Клаудиа сделала шаг вперед, одной рукой закрыла рот юноши, другой выхватила нож и рукояткой нанесла удар по голове бедного влюбленного. В кустах послышался шорох. Вместе с Рене они втащили юношу в дом и захлопнули дверь.

– Там кто-то есть, – шепнул Рене и припал ухом к двери. Клаудиа насторожилась. Свеча потухла, и теперь они находились в полнейшей темноте.

Через минуту стук повторился. Раздался ангельский девичий голосок.

– Фредерико, Рико… Ты слышишь меня? Это я, Патриция. Выходи же…

По щекам Клаудии текли слезы. Она погладила по голове юношу, лежащего у ее ног без сознания.

– Бедный Фредерико, прости меня! Ты еще встретишься со своей маленькой Патрицией… Прости меня.

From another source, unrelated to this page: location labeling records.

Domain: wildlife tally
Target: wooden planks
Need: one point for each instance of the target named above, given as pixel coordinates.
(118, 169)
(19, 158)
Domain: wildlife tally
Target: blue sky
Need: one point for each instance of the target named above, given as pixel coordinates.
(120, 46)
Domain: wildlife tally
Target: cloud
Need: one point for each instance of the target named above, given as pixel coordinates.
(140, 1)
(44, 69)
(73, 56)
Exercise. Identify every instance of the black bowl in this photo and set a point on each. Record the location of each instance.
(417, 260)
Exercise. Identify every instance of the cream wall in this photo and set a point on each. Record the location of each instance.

Клаудиа взяла Рене за руку и повлекла за собой. Они миновали кухни, комнаты для прислуги и оказались в пустынных темных залах. Сквозь высокие окна едва пробивался свет луны. Остановившись у лестницы, Клаудиа вспомнила, что Фоскари обычно принимал особо знатных и влиятельных синьоров наверху. Туда она и потащила Рене. Сделав несколько шагов, он неожиданно обнял ее и поцеловал в губы. Клаудиа укоризненно покачала головой…

На втором этаже лестница стала совсем узкой. Они поднимались в башню с узкими бойницами. Снаружи она казалась торжественной, здесь же напоминала сторожевой бастион мрачной средневековой крепости. Наконец они достигли полуоткрытой двери и услышали звуки музыки.

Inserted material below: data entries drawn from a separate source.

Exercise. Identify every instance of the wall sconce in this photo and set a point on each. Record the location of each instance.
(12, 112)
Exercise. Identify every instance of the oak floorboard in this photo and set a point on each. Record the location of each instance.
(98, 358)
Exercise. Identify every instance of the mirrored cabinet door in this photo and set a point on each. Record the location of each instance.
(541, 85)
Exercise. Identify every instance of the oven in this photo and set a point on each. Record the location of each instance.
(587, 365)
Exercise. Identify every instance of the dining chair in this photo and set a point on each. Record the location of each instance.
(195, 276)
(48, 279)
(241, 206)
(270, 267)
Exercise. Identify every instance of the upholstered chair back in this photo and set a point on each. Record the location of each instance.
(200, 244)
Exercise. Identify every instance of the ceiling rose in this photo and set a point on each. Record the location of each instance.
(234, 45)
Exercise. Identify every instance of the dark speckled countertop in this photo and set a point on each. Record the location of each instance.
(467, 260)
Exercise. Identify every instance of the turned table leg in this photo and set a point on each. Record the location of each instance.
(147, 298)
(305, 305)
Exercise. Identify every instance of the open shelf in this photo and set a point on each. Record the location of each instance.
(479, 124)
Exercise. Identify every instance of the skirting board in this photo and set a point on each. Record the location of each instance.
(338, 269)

Клаудиа и Рене осторожно заглянули внутрь. В двух высоких креслах сидели мужчина и женщина. Напротив – молодой человек в легком камзоле и пурпурном бархатном берете играл на лютне. Музыка была нежной и убаюкивающей, мастерство исполнителя не вызывало сомнений, а слушатели, казалось, замерли в восхищении, созерцая этого стройного красавца. В музыканте Клаудиа узнала прекрасного живописца и искуснейшего певца Джорджо из Кастельфранко, прозванного за его таланты Джорджоне, то есть Большой Джорджо. Вслед за Римом и Флоренцией, он прославил Республику святого Марка своими великолепными фресками. Славился он и игрой на лютне, а сочиненные им мадригалы служили образцом для поэтов, уже перенявших его манеру и стиль.

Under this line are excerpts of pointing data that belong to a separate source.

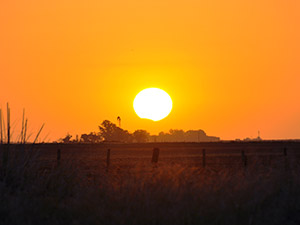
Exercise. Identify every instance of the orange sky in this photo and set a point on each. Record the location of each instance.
(231, 67)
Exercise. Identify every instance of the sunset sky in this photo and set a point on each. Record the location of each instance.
(231, 67)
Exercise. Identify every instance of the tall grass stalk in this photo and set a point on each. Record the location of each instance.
(1, 134)
(8, 125)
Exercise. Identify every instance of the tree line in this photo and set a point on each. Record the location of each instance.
(110, 132)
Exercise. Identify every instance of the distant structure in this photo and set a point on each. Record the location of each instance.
(183, 136)
(119, 120)
(258, 138)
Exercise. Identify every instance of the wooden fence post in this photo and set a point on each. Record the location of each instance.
(58, 157)
(244, 158)
(107, 159)
(286, 162)
(155, 155)
(203, 158)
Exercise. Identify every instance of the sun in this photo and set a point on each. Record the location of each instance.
(152, 103)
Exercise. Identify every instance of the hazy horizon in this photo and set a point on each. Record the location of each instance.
(231, 68)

Клаудиа невольно окунулась в благозвучное течение музыки, такой чарующей и уносящей в бескрайние дали чудесных грез. Однако ей пришлось покинуть эти дали, когда в мужчине, сидящем напротив Джорджоне, она узнала графа Фоскари. А рядом с ним расположилась… Лукреция Борджиа! Но что она делала здесь? Визит этой дамы никогда не был случайным. Вот и теперь в этом дуэте наверняка какая-то загадка, какой-то злой умысел кого-то из них.